Facebook retargeting ads are a necessity in every ecommerce store owner’s marketing arsenal, and they’re great at recapturing the attention of people who have already made contact with your business. With these people you know you’re part way there, there’s something that brought them to your website and retargeting ads help to seal the deal.

Wait just a second though, just because retargeting ads are incredible doesn’t mean you can rely on them entirely. That’s where prospecting ads come in! Prospecting ads grow your audience base and increase your leads. They find new customers and drive them to your site. I mean, you need new customers in order to drive them back, right?

Retargeting Ads Turn Leads into Customers

Ah retargeting ads. They remind previous visitors about your products or services and encourage them to return to your site and jump back into the sales funnel. Retargeting ads are an absolute must to convert browsers into buyers! Here’s the thing though, if you focus on retargeting ads only, your pool of prospects would never grow, and eventually, it would run dry. Imagine, for instance, a kid with a lemonade stand who’s operating on a small cul-de-sac. There’s only so much money that child will ever make operating in that location with one product because there are only so many people coming by to purchase lemonade. Eventually, people are going to start saying “no thanks” because they’ve already bought four glasses and want something new.

Allow Me To Introduce…Prospecting Ads

A prospecting ad is just what it sounds like: it targets people who are prospective future customers. The main purpose of a prospecting ad is to introduce your brand to new people who haven’t heard about you before and to get those strangers to your site for the first time to turn them into leads. In the lemonade stand example, a prospecting ad is the equivalent of moving your lemonade stand over a block to find new customers who you know (or believe) haven’t had lemonade recently – or maybe even ever!

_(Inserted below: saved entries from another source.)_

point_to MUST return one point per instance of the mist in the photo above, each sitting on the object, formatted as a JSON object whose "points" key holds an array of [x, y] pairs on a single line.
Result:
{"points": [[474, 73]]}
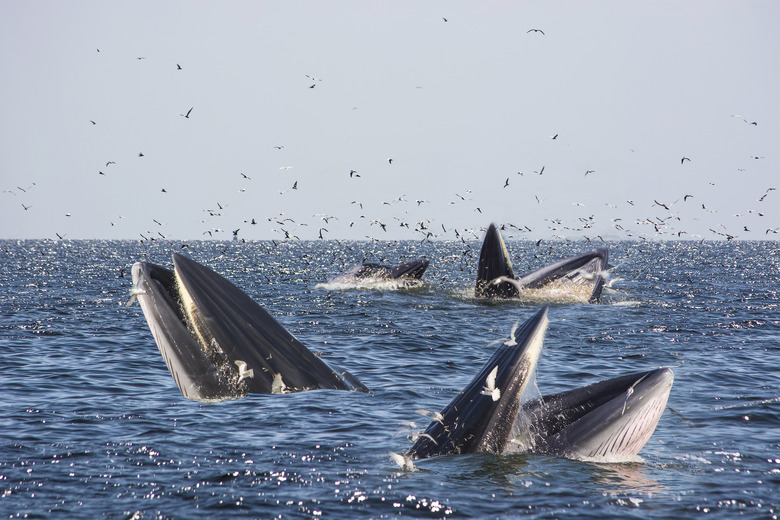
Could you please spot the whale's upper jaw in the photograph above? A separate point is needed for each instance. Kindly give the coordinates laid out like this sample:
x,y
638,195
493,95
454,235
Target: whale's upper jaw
x,y
218,343
494,262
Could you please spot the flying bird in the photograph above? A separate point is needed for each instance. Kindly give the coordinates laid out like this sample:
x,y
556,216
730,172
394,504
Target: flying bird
x,y
404,462
490,385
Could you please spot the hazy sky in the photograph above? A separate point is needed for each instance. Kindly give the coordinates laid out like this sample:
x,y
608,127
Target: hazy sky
x,y
460,95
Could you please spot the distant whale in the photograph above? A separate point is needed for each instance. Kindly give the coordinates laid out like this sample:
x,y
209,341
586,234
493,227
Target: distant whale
x,y
612,418
495,277
412,270
220,344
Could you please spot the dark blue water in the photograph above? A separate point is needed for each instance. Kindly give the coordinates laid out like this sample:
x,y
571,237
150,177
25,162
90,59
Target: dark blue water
x,y
93,426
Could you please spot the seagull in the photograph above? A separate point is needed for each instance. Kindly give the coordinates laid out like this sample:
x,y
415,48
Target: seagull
x,y
491,389
243,373
436,416
404,462
278,386
413,436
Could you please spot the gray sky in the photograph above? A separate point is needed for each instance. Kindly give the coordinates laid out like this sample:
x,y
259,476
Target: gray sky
x,y
460,105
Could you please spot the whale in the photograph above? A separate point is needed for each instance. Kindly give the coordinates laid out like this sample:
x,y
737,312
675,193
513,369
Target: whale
x,y
218,343
606,420
496,277
412,270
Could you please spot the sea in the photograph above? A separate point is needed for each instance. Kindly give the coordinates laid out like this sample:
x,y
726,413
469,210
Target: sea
x,y
92,424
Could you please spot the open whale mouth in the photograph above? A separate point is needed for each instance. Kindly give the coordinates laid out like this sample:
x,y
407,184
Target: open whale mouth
x,y
610,420
496,278
220,344
482,416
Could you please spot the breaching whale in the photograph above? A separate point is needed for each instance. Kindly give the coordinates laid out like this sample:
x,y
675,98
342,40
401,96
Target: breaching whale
x,y
496,278
605,420
412,270
220,344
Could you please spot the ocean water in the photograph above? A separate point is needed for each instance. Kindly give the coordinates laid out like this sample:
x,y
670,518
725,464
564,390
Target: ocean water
x,y
93,426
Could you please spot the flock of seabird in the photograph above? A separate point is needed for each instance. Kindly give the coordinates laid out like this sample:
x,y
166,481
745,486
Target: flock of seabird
x,y
649,227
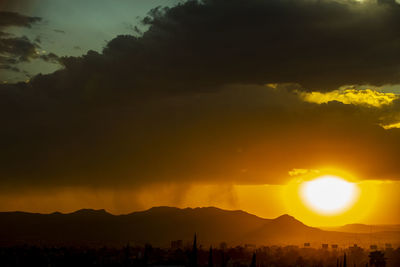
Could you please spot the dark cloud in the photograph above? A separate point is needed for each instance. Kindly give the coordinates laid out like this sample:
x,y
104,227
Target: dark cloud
x,y
8,19
185,101
17,49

A great place to start? You can look at your ideal customer and target new prospects based on similar characteristics, such as Facebook Likes, behavior, demographic, location, interests, and so much more.

Yeah, we think it’s pretty exciting too

The ‘Prospecting à Retargeting Ad Cycle’

The purpose of prospecting is driving new traffic to your site, but because prospecting ads deal with first contact, they typically have a lower return on ad spend than retargeting ads. Don’t worry—it’s to be expected since the goal is to attract new visitors to your site so that you are able to retarget them.

So here’s a quick recap of how it goes: you start with a prospecting ad, attract new visitors to your store, then use a retargeting ad to drive that visitor back and ultimately convert into a customer.

Prospecting and retargeting ads should really be thought of as a pair, because if you just run prospecting ads, you’ll lose out on a lot of business, and if you just run retargeting ads, you’ll eventually tap out your existing customer base.

Both types of ads have a place in your marketing budget, and they should be used in conjunction to reach the largest possible audience, drive the most visitors, maximize conversions, and increase your revenue.